Saya tidak menulis surat ini untuk menggurui atau memberi nasihat. Surat ini bukan sekadar ajakan, melainkan sebuah pesan yang saya tulis dengan keyakinan bahwa kalianlah generasi penerus yang akan menentukan wajah peradilan di masa depan.
Saya menulis surat ini dari sebuah ruang kerja sederhana di Pengadilan Negeri Pulau Punjung, tempat saya menjalani hari-hari pengabdian dengan segala keterbatasan, namun juga dengan penuh kesungguhan. Saya ingin kalian tahu menjadi hakim bukan sekadar profesi ini adalah panggilan jiwa, ini adalah bentuk pengabdian kepada republik.
Proses rekrutmen dan pendidikan calon hakim saat ini telah dirancang dengan ketat, transparan, dan profesional. Inilah sebuah kemajuan besar yang patut disyukuri dan dijaga. Maka menjadi tanggung jawab moral kita bersama untuk menjaga kepercayaan ini. Jangan pernah mencederai proses baik itu dengan menggadaikan integritas. Jabatan ini adalah amanah, bukan peluang untuk memperkaya diri.
Dan izinkan saya mengingatkan satu hal penting yang kerap luput jangan sampai panggilan “Yang Mulia” membuat kalian terkejut badan. Ada kalanya orang biasa, begitu dipanggil “Yang Mulia”, justru berubah bukan ke arah yang positif, tetapi malah menjadi angkuh, tinggi hati, dan merasa berkuasa atas segalanya. Padahal sesungguhnya, panggilan itu bukan untuk diagungkan, tapi untuk mengingatkan beban tanggung jawab yang maha berat.
Tetaplah membumi. Jangan lupa bahwa kehormatan hakim bukan terletak pada baju toga, ruang sidang, atau panggilan kehormatan, melainkan pada sikap hidup sederhana, integritas yang tak tergoyahkan, serta kepatuhan terhadap etika. Pegang teguh Kode Etik dan Pedoman Perilaku Hakim (KEPPH) sebagai kompas moral dalam setiap langkah. Dan jangan abaikan Surat Edaran Dirjen Badilum Nomor 4 Tahun 2025 tentang Penerapan Pola Hidup Sederhana Aparatur Peradilan Umum. Ini bukan sekadar aturan administratif, melainkan pernyataan sikap bahwa kekuasaan kehakiman yang agung tidak pernah boleh menjelma menjadi kemewahan hidup pribadi.

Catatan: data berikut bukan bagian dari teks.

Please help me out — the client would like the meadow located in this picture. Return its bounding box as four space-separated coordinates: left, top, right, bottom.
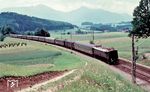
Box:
0 38 84 77
52 32 150 66
0 38 144 92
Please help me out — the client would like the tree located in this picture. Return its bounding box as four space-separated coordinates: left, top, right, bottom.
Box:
0 26 15 41
35 29 50 37
1 26 14 35
129 0 150 83
130 0 150 38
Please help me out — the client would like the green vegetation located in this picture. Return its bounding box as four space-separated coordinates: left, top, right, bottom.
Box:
52 32 150 65
60 62 144 92
31 59 144 92
0 38 84 77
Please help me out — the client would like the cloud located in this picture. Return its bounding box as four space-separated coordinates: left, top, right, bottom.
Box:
0 0 140 14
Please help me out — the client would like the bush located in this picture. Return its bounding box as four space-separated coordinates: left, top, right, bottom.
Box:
0 35 5 41
35 29 50 37
90 41 94 44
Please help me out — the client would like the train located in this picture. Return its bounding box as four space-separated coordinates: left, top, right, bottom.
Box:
10 34 119 64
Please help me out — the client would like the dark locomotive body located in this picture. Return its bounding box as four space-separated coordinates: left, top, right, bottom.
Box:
39 37 45 42
32 36 39 41
74 42 94 56
10 34 118 64
65 41 74 49
45 38 55 44
93 47 118 64
54 39 65 47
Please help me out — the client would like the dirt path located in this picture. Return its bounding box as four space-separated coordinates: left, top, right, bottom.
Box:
16 69 76 92
12 45 150 92
47 45 150 92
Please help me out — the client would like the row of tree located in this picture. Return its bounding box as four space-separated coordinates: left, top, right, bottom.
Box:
0 25 50 41
0 26 14 41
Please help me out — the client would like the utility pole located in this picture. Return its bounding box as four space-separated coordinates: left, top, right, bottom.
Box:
60 30 62 39
93 30 95 43
131 34 136 84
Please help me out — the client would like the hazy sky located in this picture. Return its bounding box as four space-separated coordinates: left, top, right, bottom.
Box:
0 0 140 15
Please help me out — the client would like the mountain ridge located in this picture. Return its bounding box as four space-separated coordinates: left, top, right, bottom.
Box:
1 5 132 25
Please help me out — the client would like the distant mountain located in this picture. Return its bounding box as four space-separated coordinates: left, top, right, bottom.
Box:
0 12 74 32
1 5 132 25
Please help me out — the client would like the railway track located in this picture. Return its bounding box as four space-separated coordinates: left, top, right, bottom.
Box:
114 59 150 84
9 37 150 84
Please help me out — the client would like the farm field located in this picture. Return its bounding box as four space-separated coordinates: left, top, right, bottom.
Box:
52 32 150 66
0 38 144 92
0 38 84 77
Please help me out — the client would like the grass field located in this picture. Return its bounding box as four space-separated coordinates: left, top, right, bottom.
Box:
52 32 150 66
0 38 84 77
0 38 143 92
33 59 144 92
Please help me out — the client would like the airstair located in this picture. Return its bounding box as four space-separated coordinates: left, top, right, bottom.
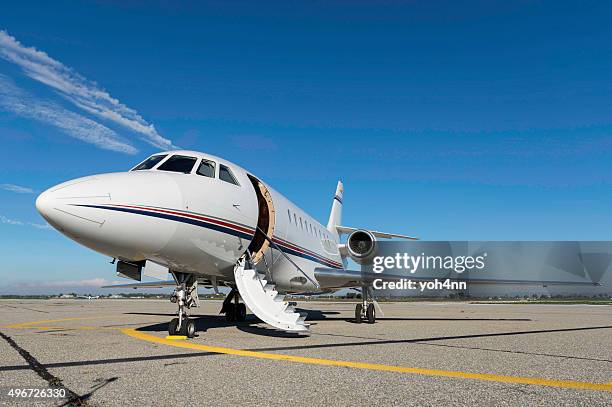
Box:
234 258 309 332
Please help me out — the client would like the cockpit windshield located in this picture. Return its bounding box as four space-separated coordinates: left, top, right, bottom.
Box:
157 155 197 174
132 154 166 171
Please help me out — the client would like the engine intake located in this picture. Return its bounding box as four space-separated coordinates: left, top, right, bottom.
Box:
347 230 377 264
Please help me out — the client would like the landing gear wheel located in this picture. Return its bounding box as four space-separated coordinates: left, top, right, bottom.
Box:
168 318 178 335
355 304 363 324
234 303 246 322
183 319 196 338
366 303 376 324
225 303 236 322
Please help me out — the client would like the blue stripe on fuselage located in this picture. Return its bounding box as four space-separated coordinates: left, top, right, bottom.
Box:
75 205 341 268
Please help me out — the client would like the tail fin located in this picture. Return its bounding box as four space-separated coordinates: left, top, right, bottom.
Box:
327 181 344 236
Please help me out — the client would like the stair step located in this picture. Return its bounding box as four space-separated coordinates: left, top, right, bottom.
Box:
234 263 308 332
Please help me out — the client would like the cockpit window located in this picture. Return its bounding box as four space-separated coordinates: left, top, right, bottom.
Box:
132 154 166 171
219 164 240 185
157 155 197 174
196 160 215 178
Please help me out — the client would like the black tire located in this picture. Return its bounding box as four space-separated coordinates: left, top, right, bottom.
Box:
236 303 246 322
183 319 196 338
366 304 376 324
168 318 178 335
225 304 236 322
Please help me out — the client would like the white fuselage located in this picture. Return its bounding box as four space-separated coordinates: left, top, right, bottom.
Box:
36 151 343 292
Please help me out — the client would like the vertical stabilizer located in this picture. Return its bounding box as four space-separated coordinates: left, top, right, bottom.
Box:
327 181 344 236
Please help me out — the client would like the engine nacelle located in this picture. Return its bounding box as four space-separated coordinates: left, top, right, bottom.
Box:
346 230 377 265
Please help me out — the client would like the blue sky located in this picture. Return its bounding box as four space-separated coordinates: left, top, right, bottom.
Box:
0 1 612 290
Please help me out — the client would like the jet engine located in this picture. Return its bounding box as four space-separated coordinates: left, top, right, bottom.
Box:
346 230 377 265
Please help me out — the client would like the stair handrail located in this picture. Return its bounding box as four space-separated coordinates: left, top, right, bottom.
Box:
255 225 321 289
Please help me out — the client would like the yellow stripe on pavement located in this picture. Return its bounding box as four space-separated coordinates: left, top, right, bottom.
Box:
121 328 612 391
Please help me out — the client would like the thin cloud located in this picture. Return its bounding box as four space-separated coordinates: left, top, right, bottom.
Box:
0 30 173 149
0 184 36 194
0 75 138 154
0 215 53 230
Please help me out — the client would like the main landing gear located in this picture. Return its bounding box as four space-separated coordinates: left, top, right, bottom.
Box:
219 288 246 322
168 272 200 338
355 286 376 324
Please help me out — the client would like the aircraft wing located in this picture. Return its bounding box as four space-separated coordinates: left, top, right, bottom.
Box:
315 267 601 288
336 226 419 240
100 280 176 289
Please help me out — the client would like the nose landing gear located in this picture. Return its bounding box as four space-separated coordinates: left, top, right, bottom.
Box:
168 272 200 338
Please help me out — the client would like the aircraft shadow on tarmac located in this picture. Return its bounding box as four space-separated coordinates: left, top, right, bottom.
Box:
126 308 531 338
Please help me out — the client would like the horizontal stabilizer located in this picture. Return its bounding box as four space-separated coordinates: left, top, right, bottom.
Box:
336 226 419 240
315 267 601 288
100 280 176 288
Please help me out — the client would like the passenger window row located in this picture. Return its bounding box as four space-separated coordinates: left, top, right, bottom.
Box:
287 209 329 239
132 154 240 186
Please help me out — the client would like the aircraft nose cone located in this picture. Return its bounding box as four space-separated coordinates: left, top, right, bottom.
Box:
36 188 54 221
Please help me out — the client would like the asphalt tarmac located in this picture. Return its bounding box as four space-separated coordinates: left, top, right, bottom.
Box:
0 299 612 406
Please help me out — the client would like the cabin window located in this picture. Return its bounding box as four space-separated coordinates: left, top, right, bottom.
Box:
132 154 167 171
196 160 215 178
219 164 240 185
157 155 197 174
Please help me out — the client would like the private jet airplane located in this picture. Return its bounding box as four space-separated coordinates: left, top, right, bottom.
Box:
36 151 415 338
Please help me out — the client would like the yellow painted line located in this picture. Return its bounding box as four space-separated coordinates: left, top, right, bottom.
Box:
121 328 612 391
2 315 120 329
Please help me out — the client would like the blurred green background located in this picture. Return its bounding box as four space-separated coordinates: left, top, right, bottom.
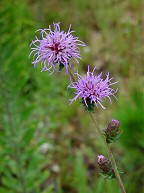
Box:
0 0 144 193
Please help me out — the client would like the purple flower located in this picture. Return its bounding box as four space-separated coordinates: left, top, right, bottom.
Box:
69 66 117 111
30 23 85 73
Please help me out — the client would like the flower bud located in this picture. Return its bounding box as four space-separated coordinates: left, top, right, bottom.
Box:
98 155 115 178
104 119 122 143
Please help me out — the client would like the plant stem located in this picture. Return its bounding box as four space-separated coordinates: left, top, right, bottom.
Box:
90 113 126 193
0 69 28 193
69 68 126 193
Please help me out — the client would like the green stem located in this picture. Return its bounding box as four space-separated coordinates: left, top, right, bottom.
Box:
90 113 126 193
69 68 126 193
0 69 27 193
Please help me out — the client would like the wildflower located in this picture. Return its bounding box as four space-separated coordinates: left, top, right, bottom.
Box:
104 119 122 143
30 23 85 73
98 155 115 178
69 66 117 112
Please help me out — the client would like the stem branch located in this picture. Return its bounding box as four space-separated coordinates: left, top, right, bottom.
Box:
69 68 126 193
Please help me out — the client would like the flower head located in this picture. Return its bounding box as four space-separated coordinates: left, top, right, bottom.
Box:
30 23 85 73
69 66 117 111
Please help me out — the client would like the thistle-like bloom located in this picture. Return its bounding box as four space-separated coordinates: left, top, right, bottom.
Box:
30 23 85 73
69 66 117 112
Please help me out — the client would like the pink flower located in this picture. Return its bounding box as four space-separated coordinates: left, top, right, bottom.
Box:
30 23 85 73
69 66 117 110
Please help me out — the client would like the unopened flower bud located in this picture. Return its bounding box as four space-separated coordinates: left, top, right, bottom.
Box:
104 119 122 143
98 155 115 178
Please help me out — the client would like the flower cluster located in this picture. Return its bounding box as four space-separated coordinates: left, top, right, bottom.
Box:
30 23 85 73
69 66 117 111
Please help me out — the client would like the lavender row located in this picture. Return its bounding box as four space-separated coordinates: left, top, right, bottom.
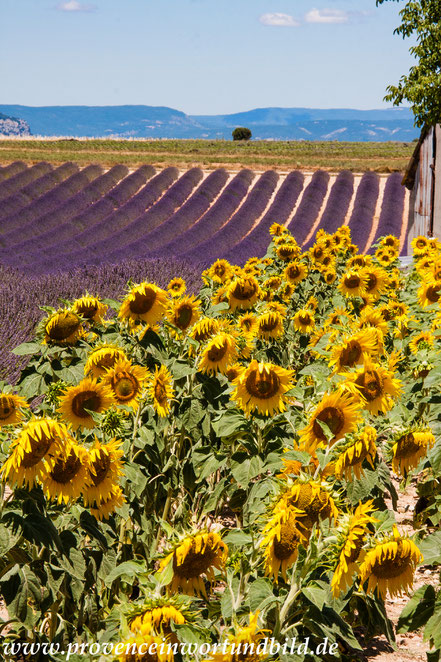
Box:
0 165 103 234
15 166 154 265
54 167 179 255
183 170 279 264
0 161 53 202
155 169 254 257
368 172 405 253
349 172 380 253
110 169 228 259
0 165 128 256
288 170 329 245
24 168 191 273
0 259 201 384
224 170 304 265
63 168 203 263
0 163 79 220
303 170 354 250
0 161 27 182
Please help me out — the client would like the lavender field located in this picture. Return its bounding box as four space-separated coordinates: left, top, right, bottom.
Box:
0 161 408 380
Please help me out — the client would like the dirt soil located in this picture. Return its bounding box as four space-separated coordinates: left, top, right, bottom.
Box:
358 477 439 662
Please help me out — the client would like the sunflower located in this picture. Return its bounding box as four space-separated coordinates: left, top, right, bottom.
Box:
102 359 148 409
344 355 402 415
237 312 257 335
167 278 187 297
129 596 187 643
83 437 124 506
359 266 389 299
338 270 368 297
418 278 441 308
256 310 285 340
207 260 234 283
203 611 268 662
72 294 108 324
409 331 435 354
360 525 423 599
118 283 168 326
322 269 337 285
42 440 89 503
331 500 377 598
391 427 435 475
274 478 338 538
199 331 237 375
90 485 125 522
283 261 308 285
0 393 29 428
159 532 228 596
113 632 175 662
328 329 378 372
269 223 288 237
40 308 84 346
167 295 201 333
276 244 299 262
148 365 174 416
227 276 259 312
260 507 308 583
299 390 361 454
292 308 315 334
1 418 71 487
334 425 377 481
58 377 115 430
231 359 294 416
84 344 127 379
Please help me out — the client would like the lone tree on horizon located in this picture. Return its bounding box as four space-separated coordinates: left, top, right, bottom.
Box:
231 126 252 140
376 0 441 127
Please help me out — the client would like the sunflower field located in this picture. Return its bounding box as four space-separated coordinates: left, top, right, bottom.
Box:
0 223 441 662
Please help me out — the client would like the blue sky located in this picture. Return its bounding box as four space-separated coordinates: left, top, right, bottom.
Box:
0 0 412 114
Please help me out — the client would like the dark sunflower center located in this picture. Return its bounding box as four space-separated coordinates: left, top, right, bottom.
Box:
112 372 139 401
340 340 362 366
355 370 383 402
50 453 81 485
155 380 167 405
72 391 101 418
129 289 156 315
0 395 15 421
273 522 299 561
312 407 345 441
173 541 216 579
245 370 280 400
77 303 98 320
89 453 110 487
426 285 441 303
372 554 411 579
207 345 227 363
344 274 360 290
366 273 378 292
260 315 279 333
21 435 53 469
395 432 420 457
298 313 311 326
175 303 193 330
46 313 80 340
232 283 256 301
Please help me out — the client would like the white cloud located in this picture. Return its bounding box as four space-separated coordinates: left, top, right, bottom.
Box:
57 0 95 11
305 9 349 23
259 12 300 28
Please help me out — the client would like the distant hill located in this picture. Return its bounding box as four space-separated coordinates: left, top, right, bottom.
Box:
0 105 420 142
0 113 31 136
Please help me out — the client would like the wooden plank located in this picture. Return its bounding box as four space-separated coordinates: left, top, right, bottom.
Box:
433 124 441 239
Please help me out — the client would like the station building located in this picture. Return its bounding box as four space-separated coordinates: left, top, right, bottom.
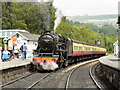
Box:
0 30 40 57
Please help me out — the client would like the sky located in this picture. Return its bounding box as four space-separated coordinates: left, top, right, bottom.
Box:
53 0 119 16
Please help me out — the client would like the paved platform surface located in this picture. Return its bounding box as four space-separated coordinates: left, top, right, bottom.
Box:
0 58 32 70
99 55 120 70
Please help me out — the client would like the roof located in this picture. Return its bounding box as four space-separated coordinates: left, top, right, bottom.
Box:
72 39 104 48
0 29 28 32
9 32 40 41
19 32 40 41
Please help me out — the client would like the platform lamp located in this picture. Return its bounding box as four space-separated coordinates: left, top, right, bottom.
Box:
3 37 8 50
117 16 120 58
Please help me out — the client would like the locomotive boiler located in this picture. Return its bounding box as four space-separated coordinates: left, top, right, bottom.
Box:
32 31 106 70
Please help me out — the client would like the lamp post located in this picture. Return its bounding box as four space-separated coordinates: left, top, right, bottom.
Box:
3 37 8 50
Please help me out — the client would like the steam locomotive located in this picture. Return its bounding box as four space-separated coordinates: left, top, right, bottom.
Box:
32 31 106 70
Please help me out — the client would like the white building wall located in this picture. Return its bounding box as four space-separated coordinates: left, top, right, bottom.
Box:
113 41 119 56
8 35 38 58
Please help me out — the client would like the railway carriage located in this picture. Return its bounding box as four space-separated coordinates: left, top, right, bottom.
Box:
31 31 106 70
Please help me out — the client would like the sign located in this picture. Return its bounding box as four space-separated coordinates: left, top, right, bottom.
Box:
12 35 17 46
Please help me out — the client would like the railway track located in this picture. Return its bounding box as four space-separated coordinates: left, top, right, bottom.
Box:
89 63 103 90
2 59 101 90
26 72 54 90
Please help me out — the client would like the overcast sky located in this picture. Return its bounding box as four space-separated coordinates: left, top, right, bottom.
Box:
53 0 119 16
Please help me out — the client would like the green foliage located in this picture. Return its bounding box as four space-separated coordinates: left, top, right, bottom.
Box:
56 18 118 53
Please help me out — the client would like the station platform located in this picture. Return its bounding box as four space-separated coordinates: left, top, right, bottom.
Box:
99 55 120 70
0 58 32 70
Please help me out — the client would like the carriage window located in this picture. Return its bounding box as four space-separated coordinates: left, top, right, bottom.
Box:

Beberapa waktu ke depan kalian akan menerima SK penempatan. Mungkin tidak sedikit dari kalian akan ditugaskan jauh dari pusat kota di daerah pelosok, di kabupaten sunyi, bahkan mungkin di wilayah 3T (tertinggal, terluar, dan terdepan). Maka satu hal yang perlu kalian tanamkan sejak awal yaitu jangan pernah berkecil hati.
Tugas hakim tidak ditentukan oleh nama besar pengadilan tempatnya bertugas, tetapi oleh kesungguhan hatinya dalam menegakkan keadilan di mana pun dia berpijak. Justru di tempat-tempat terpencil itulah kehadiran seorang hakim menjadi lebih bermakna. Ketika layanan hukum masih jauh dari ideal, ketika rakyat kecil nyaris tak bisa membedakan antara rasa takut dan rasa hormat terhadap hukum di situlah kalian benar-benar dibutuhkan.
Selama kalian masih bertugas di wilayah Negara Kesatuan Republik Indonesia, maka di sanalah Ibu Pertiwi memanggil kalian. Di sanalah rakyat menanti hadirnya keadilan yang nyata, bukan sekadar slogan. Menjadi hakim adalah tugas kenegaraan. Ini adalah bentuk bela negara dalam wujud yang paling sunyi.
Tempat tugas boleh terpencil, tapi jika kalian tetap teguh menjaga integritas, maka sesungguhnya kalian sedang berdiri di pusat moral republik ini. Di tengah keterbatasan, Jadilah sosok yang membawa keadilan bagi yang terpinggirkan yang menjaga keseimbangan dalam kekuasaan, dan yang menumbuhkan nilai-nilai kemanusiaan dalam hukum.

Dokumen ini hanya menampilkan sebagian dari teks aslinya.